2. aspirate the OPTI-MEM, DMEM SUPP, lipofectamine mix from the well

3. add 200-250ul of prewarmed trypsin EDTA to each well (do up-down-left-right shaking to distribute the liquid all over the well surface). 

3. Place the plate back into the incubator for 3 mins. 

→ Label 1.5 mL tubes for sample collection (1 tube per well, pool if needed post counting and viability measure).

1. After incubation, add 4x the volume of DMEM (800 µL - 1mL) to each well and gently spray the well with the media to remove as many cells as possible from the plate. 

2. Move the ~1ml of DMEM/trypsin EDTA mix to the pre-labelled eppendorf tube. 

3. Spin the tubes at 300 RCF for 5 mins. 
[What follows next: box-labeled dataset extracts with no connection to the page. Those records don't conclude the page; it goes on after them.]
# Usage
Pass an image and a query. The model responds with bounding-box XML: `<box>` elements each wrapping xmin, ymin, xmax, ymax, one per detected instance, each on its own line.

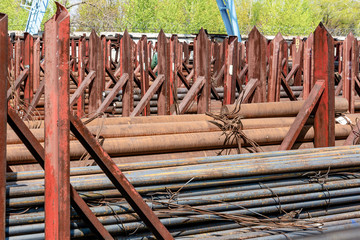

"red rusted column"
<box><xmin>312</xmin><ymin>23</ymin><xmax>335</xmax><ymax>147</ymax></box>
<box><xmin>120</xmin><ymin>30</ymin><xmax>134</xmax><ymax>117</ymax></box>
<box><xmin>106</xmin><ymin>40</ymin><xmax>111</xmax><ymax>69</ymax></box>
<box><xmin>342</xmin><ymin>33</ymin><xmax>359</xmax><ymax>113</ymax></box>
<box><xmin>303</xmin><ymin>33</ymin><xmax>314</xmax><ymax>100</ymax></box>
<box><xmin>45</xmin><ymin>3</ymin><xmax>70</xmax><ymax>240</ymax></box>
<box><xmin>76</xmin><ymin>37</ymin><xmax>86</xmax><ymax>118</ymax></box>
<box><xmin>139</xmin><ymin>35</ymin><xmax>150</xmax><ymax>116</ymax></box>
<box><xmin>267</xmin><ymin>33</ymin><xmax>284</xmax><ymax>102</ymax></box>
<box><xmin>157</xmin><ymin>30</ymin><xmax>170</xmax><ymax>115</ymax></box>
<box><xmin>89</xmin><ymin>30</ymin><xmax>105</xmax><ymax>115</ymax></box>
<box><xmin>281</xmin><ymin>41</ymin><xmax>289</xmax><ymax>76</ymax></box>
<box><xmin>33</xmin><ymin>38</ymin><xmax>40</xmax><ymax>92</ymax></box>
<box><xmin>168</xmin><ymin>35</ymin><xmax>179</xmax><ymax>108</ymax></box>
<box><xmin>224</xmin><ymin>36</ymin><xmax>238</xmax><ymax>105</ymax></box>
<box><xmin>0</xmin><ymin>13</ymin><xmax>8</xmax><ymax>239</ymax></box>
<box><xmin>23</xmin><ymin>33</ymin><xmax>34</xmax><ymax>105</ymax></box>
<box><xmin>71</xmin><ymin>38</ymin><xmax>77</xmax><ymax>72</ymax></box>
<box><xmin>194</xmin><ymin>28</ymin><xmax>211</xmax><ymax>113</ymax></box>
<box><xmin>247</xmin><ymin>27</ymin><xmax>267</xmax><ymax>102</ymax></box>
<box><xmin>291</xmin><ymin>37</ymin><xmax>304</xmax><ymax>86</ymax></box>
4. Return to the TC hood and aspirate the supernatant, without disturbing the pellet.

5. Resuspend the pellets in 1ml of DMEM SUPP. 

6. Count cell: Mix 10ul of trypan blue with 10ul of resuspended cells (give tubes a shake/pipette to make sure cells have not settled back down) and load 10ul of this mix into a cell counting slide. Count cells on the countess and take as many cells as needed for your samples, pooling tubes from wells containing the same conditions if needed. 

For now: 250-500K cells per western sample (adjust volumes of other reagents as needed), use all other cells for RNA extraction for the Northern sample.